Some other specific opportunities we see are co-pilots and personal assistants that can provide comprehensive financial guidance tailored to individual needs, a personal financial coach if you will. We also expect advances in conversational AI to play a valuable role in promoting workers’ financial health by providing information and guidance to navigate complex employee benefit systems.
Historically, the design of new technologies has focused on adoption by upper-income consumers while overlooking the needs of LMI households. Through our Emerging Tech for All (ETA) initiative, we are focused on making sure that the needs of financially vulnerable people are understood, visible, introduced into relevant conversations, and integrated into solutions. We’re at a critical inflection point in scaling AI, and believe it is urgent to continue to research and identify the ways in which AI can positively impact this population.
Relatively little research and adoption in the field exists on this topic today, and some providers we interviewed cited the need for larger-scale studies to build the kind of evidence they could use to make the case for this kind of design internally. We are rising to this challenge by producing impactful research and on-the-ground field tests that demonstrate how generative AI can support the financial wellness of households living on LMI and makes the business case for more actively designing for this underserved consumer segment.
Looking to the future, the systemic impact of inclusive tech design will depend on scale applications of these insights by major actors in financial services. For us, moving inclusive design to scale will depend on leveraging our research to partner with larger organizations seeking to capitalize on advances in AI to support the financial health of their customers and workers.

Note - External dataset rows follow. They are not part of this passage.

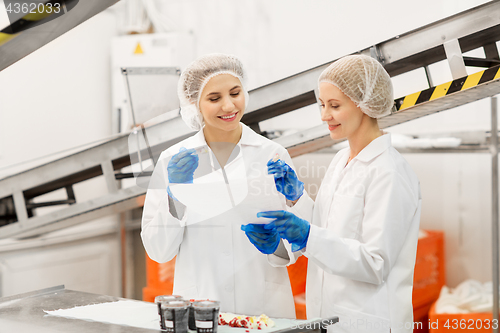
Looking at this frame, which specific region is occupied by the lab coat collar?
[190,123,266,148]
[355,133,392,162]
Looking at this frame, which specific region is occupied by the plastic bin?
[429,303,494,333]
[142,254,175,302]
[413,230,446,308]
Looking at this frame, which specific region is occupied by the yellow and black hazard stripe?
[395,66,500,111]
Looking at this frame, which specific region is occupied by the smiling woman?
[200,74,245,144]
[141,54,309,318]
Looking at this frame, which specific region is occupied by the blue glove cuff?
[292,224,311,252]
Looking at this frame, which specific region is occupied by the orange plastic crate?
[428,303,494,333]
[413,230,446,308]
[142,254,175,302]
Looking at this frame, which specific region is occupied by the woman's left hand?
[257,210,311,252]
[241,223,280,254]
[267,159,304,201]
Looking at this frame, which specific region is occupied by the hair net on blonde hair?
[177,53,249,131]
[318,55,394,118]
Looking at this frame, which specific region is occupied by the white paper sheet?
[44,300,160,330]
[171,175,286,224]
[44,300,317,333]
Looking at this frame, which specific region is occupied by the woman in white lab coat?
[259,55,421,333]
[141,54,307,318]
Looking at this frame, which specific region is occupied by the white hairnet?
[177,53,249,131]
[318,55,394,118]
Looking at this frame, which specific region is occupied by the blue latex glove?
[167,147,198,184]
[257,210,311,252]
[267,159,304,201]
[241,223,280,254]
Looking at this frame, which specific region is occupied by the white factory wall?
[0,0,491,293]
[0,11,121,296]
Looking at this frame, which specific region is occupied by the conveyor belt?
[0,1,500,238]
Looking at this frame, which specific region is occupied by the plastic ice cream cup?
[192,300,220,333]
[155,295,183,330]
[161,300,190,333]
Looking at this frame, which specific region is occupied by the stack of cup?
[161,300,191,333]
[155,295,184,330]
[191,300,220,333]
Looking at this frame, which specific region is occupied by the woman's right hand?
[267,159,304,201]
[241,223,280,254]
[167,147,198,184]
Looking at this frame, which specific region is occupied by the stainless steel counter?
[0,286,154,333]
[0,286,338,333]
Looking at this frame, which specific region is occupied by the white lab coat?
[294,134,421,333]
[141,124,304,318]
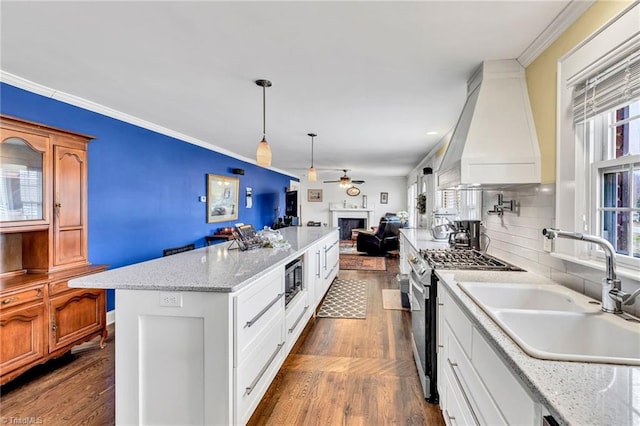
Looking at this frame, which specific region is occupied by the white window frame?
[552,3,640,279]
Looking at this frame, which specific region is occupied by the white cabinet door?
[322,232,340,289]
[234,267,284,366]
[305,243,323,311]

LMI households are more interested in banking directly with a person yet have the least access to in-person branches. This gap highlights a key opportunity for AI to provide the kind of personalized support that households living on LMI seek without needing to increase the number of branches or customer support staff.

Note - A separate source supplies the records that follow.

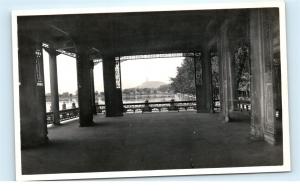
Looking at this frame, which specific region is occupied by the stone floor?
[22,112,283,174]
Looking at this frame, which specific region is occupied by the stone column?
[194,51,212,113]
[103,56,123,117]
[48,49,60,125]
[76,44,93,127]
[90,60,97,115]
[18,35,48,148]
[250,9,281,144]
[219,22,234,122]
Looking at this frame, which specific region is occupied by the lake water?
[46,94,196,112]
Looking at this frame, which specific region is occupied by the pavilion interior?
[17,8,283,174]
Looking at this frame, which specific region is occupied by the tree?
[171,57,196,95]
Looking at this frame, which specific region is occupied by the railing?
[46,100,220,124]
[46,108,79,124]
[123,101,196,113]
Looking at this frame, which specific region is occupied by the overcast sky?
[43,51,183,93]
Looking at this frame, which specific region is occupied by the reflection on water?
[46,94,196,112]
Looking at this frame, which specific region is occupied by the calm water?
[46,94,195,112]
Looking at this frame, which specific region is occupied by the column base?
[21,136,49,149]
[79,121,95,127]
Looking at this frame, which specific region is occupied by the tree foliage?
[171,57,196,95]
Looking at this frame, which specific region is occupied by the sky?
[43,51,184,94]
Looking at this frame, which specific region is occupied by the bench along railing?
[46,108,79,124]
[46,101,219,124]
[237,100,251,111]
[123,101,196,113]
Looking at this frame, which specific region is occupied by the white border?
[12,0,291,181]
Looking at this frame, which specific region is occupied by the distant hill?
[137,81,166,88]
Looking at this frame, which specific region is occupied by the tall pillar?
[76,44,94,127]
[48,49,60,125]
[219,22,234,122]
[103,56,123,117]
[194,51,212,113]
[90,60,97,115]
[250,9,282,144]
[18,35,48,148]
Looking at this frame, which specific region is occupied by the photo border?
[11,0,291,181]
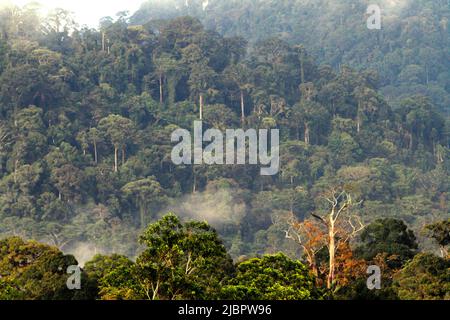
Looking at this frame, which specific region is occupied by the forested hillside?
[131,0,450,115]
[0,0,450,299]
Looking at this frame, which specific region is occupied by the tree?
[98,115,134,172]
[424,219,450,258]
[222,253,321,300]
[394,253,450,300]
[225,63,253,123]
[188,61,217,120]
[153,53,179,104]
[356,218,418,268]
[311,189,364,289]
[0,237,86,300]
[135,214,234,300]
[83,254,138,300]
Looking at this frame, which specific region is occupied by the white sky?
[0,0,145,27]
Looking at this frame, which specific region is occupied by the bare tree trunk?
[94,140,98,164]
[159,74,164,104]
[200,94,203,120]
[114,147,119,172]
[327,215,336,289]
[305,123,311,145]
[440,246,448,259]
[409,129,414,150]
[356,113,361,133]
[241,90,245,123]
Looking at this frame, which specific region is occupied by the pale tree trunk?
[200,94,203,120]
[305,123,311,145]
[159,74,164,104]
[139,201,147,228]
[114,147,119,172]
[94,140,98,164]
[327,215,336,289]
[241,91,245,123]
[440,246,448,259]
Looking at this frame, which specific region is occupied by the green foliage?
[394,254,450,300]
[222,254,321,300]
[356,218,418,268]
[135,214,233,300]
[0,238,78,300]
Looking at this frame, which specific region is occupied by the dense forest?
[0,0,450,300]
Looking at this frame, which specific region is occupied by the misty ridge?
[0,0,450,300]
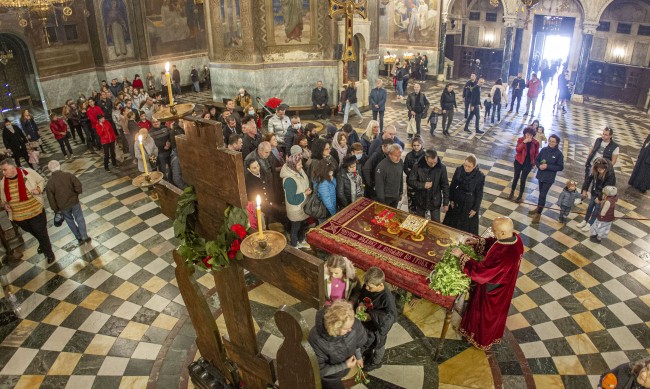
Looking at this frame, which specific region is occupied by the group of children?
[325,255,397,371]
[557,179,618,243]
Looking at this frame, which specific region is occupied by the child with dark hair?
[356,266,397,371]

However, to drive wider adoption, financial institutions must earn and build more trust in chatbots from people earning LMI — some of this is specific to the chatbot experience, while some is industry-wide as AI technology gains more acceptance and improves in overall security and quality.
The top concerns for people engaging with chatbots are security and privacy. In general, people have expressed a lack of trust in conversational AI to be helpful, to protect their data, or to act in their best interests. While many in the business world are excited about the potential of AI, people living on LMI likely view it with more skepticism as a new technology that has yet to demonstrate its direct value to them.

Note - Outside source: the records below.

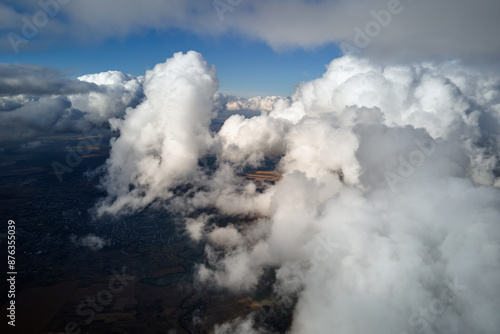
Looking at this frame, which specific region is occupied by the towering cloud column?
[98,51,218,214]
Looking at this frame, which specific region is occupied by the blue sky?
[0,0,500,97]
[1,29,340,97]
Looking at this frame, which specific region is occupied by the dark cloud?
[0,64,105,96]
[0,0,500,63]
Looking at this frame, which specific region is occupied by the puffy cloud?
[95,51,218,214]
[226,96,280,112]
[0,64,103,96]
[0,64,143,140]
[94,52,500,334]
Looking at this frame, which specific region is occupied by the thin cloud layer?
[0,0,500,61]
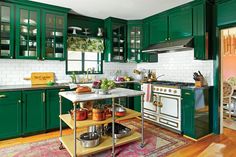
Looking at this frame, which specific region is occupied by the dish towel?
[142,83,152,102]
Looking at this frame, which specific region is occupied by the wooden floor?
[0,128,236,157]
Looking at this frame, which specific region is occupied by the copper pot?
[70,108,88,121]
[93,108,106,121]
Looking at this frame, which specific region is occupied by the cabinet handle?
[0,95,7,98]
[42,93,45,103]
[184,93,191,95]
[60,89,65,92]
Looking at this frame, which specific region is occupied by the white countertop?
[59,88,145,103]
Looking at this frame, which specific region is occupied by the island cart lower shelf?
[59,131,141,156]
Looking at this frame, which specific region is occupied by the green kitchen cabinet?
[168,8,193,40]
[193,2,212,60]
[15,5,41,59]
[46,89,73,130]
[127,20,143,63]
[0,91,22,140]
[133,83,141,112]
[0,2,15,58]
[150,15,169,45]
[104,17,127,62]
[22,90,46,135]
[216,0,236,26]
[181,87,212,139]
[42,10,67,60]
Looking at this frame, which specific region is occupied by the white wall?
[0,59,136,85]
[137,50,213,85]
[0,51,213,85]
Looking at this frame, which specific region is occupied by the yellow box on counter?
[24,72,55,85]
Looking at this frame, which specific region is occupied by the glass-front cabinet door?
[128,22,142,62]
[16,6,40,59]
[0,2,14,58]
[42,11,67,60]
[112,24,126,62]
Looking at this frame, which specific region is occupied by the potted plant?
[100,79,116,94]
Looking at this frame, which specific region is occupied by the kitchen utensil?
[105,123,131,138]
[92,108,106,121]
[51,32,63,37]
[69,108,88,121]
[78,132,100,148]
[55,53,63,58]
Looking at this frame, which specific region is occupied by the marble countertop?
[59,88,145,103]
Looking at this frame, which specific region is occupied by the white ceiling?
[30,0,192,20]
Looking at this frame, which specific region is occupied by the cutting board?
[25,72,55,85]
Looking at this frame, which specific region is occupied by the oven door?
[155,93,181,121]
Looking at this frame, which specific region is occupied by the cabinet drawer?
[144,113,157,121]
[159,118,179,129]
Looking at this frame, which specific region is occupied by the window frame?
[66,36,105,75]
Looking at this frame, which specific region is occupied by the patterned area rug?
[0,119,192,157]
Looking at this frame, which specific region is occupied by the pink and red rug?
[0,119,192,157]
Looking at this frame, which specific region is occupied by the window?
[66,37,104,74]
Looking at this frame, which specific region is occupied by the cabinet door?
[23,90,46,134]
[181,89,195,138]
[111,23,127,62]
[193,4,206,59]
[169,8,193,40]
[16,6,40,59]
[128,24,142,63]
[134,83,141,112]
[150,15,168,45]
[0,92,22,139]
[0,2,14,58]
[42,11,67,60]
[46,89,73,130]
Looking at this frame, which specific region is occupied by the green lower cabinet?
[0,91,22,140]
[46,89,73,130]
[23,90,46,135]
[133,83,141,112]
[181,88,211,139]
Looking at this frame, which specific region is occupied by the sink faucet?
[157,74,165,79]
[86,68,92,81]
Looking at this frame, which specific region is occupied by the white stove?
[144,81,192,132]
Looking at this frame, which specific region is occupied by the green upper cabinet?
[193,2,212,60]
[127,20,143,63]
[23,90,46,135]
[0,2,14,58]
[168,8,193,40]
[0,92,22,140]
[150,15,168,45]
[217,0,236,26]
[15,5,41,59]
[104,17,127,62]
[42,10,67,60]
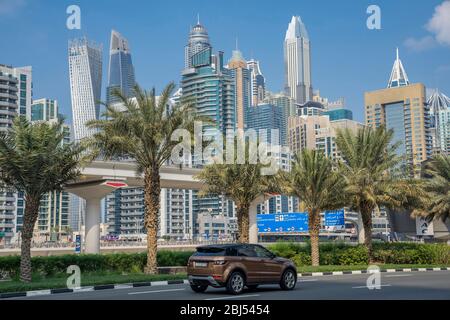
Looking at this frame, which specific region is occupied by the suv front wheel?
[191,284,208,293]
[227,271,245,294]
[280,269,297,290]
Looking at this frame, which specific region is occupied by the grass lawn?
[297,264,449,273]
[0,264,448,293]
[0,273,187,293]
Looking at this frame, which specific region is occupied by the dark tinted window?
[194,247,225,256]
[238,246,256,257]
[255,246,273,258]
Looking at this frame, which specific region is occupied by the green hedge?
[269,242,450,266]
[0,251,192,276]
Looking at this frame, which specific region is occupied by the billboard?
[416,217,434,236]
[324,209,345,227]
[256,212,308,233]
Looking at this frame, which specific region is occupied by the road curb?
[297,268,450,278]
[0,268,450,299]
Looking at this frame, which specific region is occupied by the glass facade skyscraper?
[284,16,313,104]
[106,30,136,104]
[246,103,287,146]
[181,23,237,237]
[69,38,102,141]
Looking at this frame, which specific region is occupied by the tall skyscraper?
[0,65,33,243]
[184,18,211,69]
[106,30,136,104]
[69,38,102,141]
[365,50,432,177]
[246,103,287,146]
[181,23,237,237]
[427,89,450,155]
[388,48,410,88]
[284,16,313,104]
[228,48,251,129]
[28,98,71,240]
[247,59,266,106]
[181,24,236,140]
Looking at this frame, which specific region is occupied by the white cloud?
[404,36,436,51]
[0,0,26,15]
[427,0,450,46]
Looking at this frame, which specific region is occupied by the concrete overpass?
[65,161,267,253]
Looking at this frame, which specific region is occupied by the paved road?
[8,271,450,301]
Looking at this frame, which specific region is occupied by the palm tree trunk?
[309,209,320,267]
[236,204,250,243]
[144,168,161,274]
[361,207,374,263]
[20,196,40,282]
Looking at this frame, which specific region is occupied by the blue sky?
[0,0,450,121]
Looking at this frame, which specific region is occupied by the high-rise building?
[388,48,410,88]
[69,38,102,141]
[28,98,71,240]
[228,48,251,129]
[246,103,287,145]
[364,51,432,177]
[31,98,58,121]
[284,16,313,104]
[427,89,450,155]
[184,18,211,69]
[181,23,237,235]
[0,65,33,243]
[288,115,363,159]
[106,30,136,104]
[0,64,33,122]
[257,146,298,214]
[247,59,266,106]
[324,108,353,121]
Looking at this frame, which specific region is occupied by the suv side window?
[225,247,238,257]
[238,246,256,257]
[255,246,272,258]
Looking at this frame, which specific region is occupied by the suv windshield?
[194,247,237,257]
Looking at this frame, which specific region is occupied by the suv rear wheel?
[227,271,245,294]
[191,284,208,293]
[280,269,297,290]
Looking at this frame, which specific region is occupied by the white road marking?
[205,294,260,300]
[297,279,319,282]
[352,284,391,289]
[27,290,52,297]
[128,289,186,294]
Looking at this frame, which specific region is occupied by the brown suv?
[187,244,297,294]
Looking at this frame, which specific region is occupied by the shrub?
[0,251,192,277]
[337,246,369,265]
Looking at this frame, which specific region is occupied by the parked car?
[187,244,297,294]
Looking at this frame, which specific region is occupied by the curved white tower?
[388,48,409,88]
[69,38,102,141]
[284,16,313,104]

Transparent data policies, reassuring branding and messaging, and maintaining the connection to a human agent as a backup option will all help toward building and earning trust. Developing useful and personalized interactions through generative AI that move beyond providing the basic information offered by chatbots today, such as account balances and recent transactions, will also help demonstrate the technology’s value.
It’s also important to emphasize the concept of earned trust. The goal is not merely to convince people to trust chatbots, but to actually design chatbots in such a way that this trust is warranted.